Project Summary
This proposal aims to resolve the molecular basis for activation of an atypical receptor tyrosine kinase (RTK)
family – ALK. The ALK family consists of two receptors, ALK and LTK. ALKs are involved in neuronal
development and, like other RTKs, are critically important in numerous cancers. In particular, ALK is the
oncogenic driver in neuroblastoma – an aggressive and often lethal childhood cancer. Significantly, ALK
receptors are distinct from the 19 other RTK families (56 receptors in total). Perhaps most prominent, they do
not share the standard RTK architecture. Typically, RTKs are composed of multiple repeats of common domains
(e.g. Ig, fibronectin, cysteine-rich) in their extracellular region. On the contrary, ALK’s extracellular ‘sensory’

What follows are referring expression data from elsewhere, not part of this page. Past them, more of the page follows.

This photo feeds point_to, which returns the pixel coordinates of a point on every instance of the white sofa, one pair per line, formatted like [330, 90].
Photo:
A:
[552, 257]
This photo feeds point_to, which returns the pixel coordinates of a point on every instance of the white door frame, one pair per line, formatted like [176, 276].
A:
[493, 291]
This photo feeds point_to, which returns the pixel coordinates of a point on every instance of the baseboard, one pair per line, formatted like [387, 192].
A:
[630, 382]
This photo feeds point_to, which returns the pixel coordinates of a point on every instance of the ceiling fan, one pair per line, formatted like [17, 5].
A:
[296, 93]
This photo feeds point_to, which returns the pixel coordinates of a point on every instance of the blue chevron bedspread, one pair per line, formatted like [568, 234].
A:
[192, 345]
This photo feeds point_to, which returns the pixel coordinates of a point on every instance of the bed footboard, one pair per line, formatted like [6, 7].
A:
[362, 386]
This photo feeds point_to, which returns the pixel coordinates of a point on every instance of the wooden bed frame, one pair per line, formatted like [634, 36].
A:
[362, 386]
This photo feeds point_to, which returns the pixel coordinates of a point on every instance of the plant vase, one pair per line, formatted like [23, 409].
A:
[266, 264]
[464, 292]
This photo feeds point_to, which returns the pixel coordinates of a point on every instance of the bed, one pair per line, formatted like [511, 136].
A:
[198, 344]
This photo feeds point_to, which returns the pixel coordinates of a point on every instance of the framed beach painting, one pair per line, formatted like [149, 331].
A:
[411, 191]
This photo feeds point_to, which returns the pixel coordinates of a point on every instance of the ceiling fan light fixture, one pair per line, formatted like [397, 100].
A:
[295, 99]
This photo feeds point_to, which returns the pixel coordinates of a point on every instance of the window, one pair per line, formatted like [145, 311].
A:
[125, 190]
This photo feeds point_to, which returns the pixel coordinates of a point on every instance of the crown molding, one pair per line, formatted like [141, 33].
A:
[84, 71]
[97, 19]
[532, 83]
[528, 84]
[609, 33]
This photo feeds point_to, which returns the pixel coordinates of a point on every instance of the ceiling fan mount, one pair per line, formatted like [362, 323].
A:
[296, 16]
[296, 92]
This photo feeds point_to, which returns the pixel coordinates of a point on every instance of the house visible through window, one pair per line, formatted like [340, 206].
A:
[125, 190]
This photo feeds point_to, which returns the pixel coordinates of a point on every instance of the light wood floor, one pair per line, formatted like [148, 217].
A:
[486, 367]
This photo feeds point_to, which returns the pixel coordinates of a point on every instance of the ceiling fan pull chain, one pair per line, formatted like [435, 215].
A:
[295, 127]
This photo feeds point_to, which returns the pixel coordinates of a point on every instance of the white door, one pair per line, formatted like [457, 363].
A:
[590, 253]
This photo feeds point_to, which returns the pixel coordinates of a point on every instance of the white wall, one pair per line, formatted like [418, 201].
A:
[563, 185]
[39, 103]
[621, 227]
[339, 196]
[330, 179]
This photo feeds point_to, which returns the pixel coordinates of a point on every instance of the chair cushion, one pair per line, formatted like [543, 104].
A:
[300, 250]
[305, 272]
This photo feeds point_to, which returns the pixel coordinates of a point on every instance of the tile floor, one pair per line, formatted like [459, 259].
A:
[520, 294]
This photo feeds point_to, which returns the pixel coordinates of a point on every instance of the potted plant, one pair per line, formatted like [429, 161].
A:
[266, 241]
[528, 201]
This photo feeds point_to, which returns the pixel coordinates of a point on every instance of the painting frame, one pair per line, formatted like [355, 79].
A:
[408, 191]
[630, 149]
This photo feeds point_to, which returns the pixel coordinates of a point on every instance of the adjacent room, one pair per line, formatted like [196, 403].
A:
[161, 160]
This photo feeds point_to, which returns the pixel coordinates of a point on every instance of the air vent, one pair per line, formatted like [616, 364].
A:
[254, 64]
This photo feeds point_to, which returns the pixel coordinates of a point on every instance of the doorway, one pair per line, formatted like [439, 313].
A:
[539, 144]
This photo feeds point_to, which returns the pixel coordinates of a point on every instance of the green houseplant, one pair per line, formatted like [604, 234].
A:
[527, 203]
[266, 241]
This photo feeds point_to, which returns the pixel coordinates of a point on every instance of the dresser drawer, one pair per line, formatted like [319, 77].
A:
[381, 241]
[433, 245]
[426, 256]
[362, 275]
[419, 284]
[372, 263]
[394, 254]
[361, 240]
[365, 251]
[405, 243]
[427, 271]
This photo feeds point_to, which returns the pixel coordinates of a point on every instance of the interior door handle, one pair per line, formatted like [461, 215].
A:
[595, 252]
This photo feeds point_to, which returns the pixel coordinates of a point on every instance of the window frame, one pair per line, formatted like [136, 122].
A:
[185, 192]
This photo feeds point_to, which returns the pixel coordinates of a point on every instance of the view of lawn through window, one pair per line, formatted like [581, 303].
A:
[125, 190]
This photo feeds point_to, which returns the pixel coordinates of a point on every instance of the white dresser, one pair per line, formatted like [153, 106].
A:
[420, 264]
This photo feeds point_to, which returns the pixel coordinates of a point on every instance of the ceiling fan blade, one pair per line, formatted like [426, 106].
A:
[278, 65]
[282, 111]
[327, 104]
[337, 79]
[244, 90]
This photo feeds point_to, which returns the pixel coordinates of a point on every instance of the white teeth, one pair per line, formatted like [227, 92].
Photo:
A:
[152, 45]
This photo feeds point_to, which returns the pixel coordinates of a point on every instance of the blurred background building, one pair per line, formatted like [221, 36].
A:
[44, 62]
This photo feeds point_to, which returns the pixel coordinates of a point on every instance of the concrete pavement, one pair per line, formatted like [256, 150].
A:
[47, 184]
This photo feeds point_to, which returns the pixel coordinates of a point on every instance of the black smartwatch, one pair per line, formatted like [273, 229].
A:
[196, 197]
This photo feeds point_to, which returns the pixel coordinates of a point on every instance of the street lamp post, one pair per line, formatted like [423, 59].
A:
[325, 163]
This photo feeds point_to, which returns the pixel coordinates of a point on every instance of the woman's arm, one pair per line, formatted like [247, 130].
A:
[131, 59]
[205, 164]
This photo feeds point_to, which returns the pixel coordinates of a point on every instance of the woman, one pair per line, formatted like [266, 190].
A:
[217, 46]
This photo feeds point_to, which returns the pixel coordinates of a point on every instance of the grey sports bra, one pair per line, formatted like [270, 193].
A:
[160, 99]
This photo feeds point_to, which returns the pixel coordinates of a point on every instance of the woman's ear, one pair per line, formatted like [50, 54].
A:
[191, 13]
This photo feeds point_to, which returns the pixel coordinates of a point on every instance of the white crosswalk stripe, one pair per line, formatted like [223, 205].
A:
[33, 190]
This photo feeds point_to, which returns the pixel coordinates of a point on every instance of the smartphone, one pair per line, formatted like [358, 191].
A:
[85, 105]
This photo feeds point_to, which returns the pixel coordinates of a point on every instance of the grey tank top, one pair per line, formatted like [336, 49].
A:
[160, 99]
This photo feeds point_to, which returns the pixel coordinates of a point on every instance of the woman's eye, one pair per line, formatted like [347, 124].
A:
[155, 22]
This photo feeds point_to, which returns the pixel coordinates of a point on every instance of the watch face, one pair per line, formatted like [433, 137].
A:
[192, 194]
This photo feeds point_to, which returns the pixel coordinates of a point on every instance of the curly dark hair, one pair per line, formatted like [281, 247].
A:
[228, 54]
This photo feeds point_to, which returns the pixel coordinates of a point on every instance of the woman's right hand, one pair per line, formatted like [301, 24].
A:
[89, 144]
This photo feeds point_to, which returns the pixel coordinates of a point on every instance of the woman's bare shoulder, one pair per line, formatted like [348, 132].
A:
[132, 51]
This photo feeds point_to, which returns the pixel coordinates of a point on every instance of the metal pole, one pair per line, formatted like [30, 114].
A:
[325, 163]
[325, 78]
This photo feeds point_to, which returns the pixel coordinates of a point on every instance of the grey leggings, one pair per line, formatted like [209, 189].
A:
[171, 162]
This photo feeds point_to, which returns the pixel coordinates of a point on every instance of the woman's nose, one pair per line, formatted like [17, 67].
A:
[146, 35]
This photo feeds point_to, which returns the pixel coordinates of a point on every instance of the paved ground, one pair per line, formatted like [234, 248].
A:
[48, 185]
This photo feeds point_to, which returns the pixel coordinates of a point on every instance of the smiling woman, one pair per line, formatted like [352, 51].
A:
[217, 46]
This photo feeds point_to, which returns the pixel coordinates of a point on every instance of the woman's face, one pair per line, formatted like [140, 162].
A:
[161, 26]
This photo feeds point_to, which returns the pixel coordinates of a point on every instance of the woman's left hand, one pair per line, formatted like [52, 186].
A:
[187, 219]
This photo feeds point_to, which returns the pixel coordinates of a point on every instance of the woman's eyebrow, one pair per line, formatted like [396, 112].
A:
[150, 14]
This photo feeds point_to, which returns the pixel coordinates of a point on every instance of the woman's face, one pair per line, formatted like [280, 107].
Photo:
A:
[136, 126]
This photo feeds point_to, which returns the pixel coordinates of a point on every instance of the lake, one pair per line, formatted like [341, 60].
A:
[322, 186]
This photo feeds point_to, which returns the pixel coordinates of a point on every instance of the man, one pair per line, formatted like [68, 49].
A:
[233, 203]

region is highly enriched in glycines (termed the glycine rich domain, GRD). Only recently the ALK GRD has
been shown to be a receiver for Augmentor (AUG) signals. Augmentors are small peptides with ~50 highly
conserved amino acids that are sufficient for stimulating ALKs kinase activity. Given ALK’s remarkable molecular
design, we expect ALK to have an equally distinguishable mechanism of receptor control – potentially broadening
the paradigm for RTK regulation. Despite the importance of this receptor family in cancer, surprisingly little is
known about how the receptor functions: 1) there are no reported structures for the GRD, AUG or their complex,
and 2) it remains unknown how engagement of ligand translates into receptor kinase activity. The research
proposed here focuses on understanding the molecular mechanism of ALK and LTK activation by AUG. With
this foundation we hope to reveal how oncogenic dysregulation usurps the control mechanisms in place during
normal development. Our goals over the next 10 years are: 1) To develop a complete mechanistic understanding
of how ALK receptors perceive Augmentors and transmit their signals, 2) To understand how receptor mutations
and matrix changes alter ALK signal transduction in cancer and 3) to determine if ALK’s unique structural and
regulatory elements present novel targets for therapeutic interventions. We will study ligand-receptor complexes
biochemically and with structural techniques, in order to understand in detail how AUG peptide binding leads to
activation of ALKs in the signaling complex. In pursuing studies of ALK’s activation, we will investigate how
preclinical monoclonal antibodies and discovered Fabs modulate and inhibit ALK function. In sum, our studies
will provide necessary fundamental insight into signaling by this unique family of receptors that does not fit into
the canonical RTK schema. Understanding the mechanism of receptor activation in this family will be crucial for
designing and deploying effective inhibitors that will need to differ from those targeting other well-studied RTKs.
In addition, our findings will reveal the signaling differences induced by common cancer mutations that will steer
clinical strategies to approach ALK dependent diseases.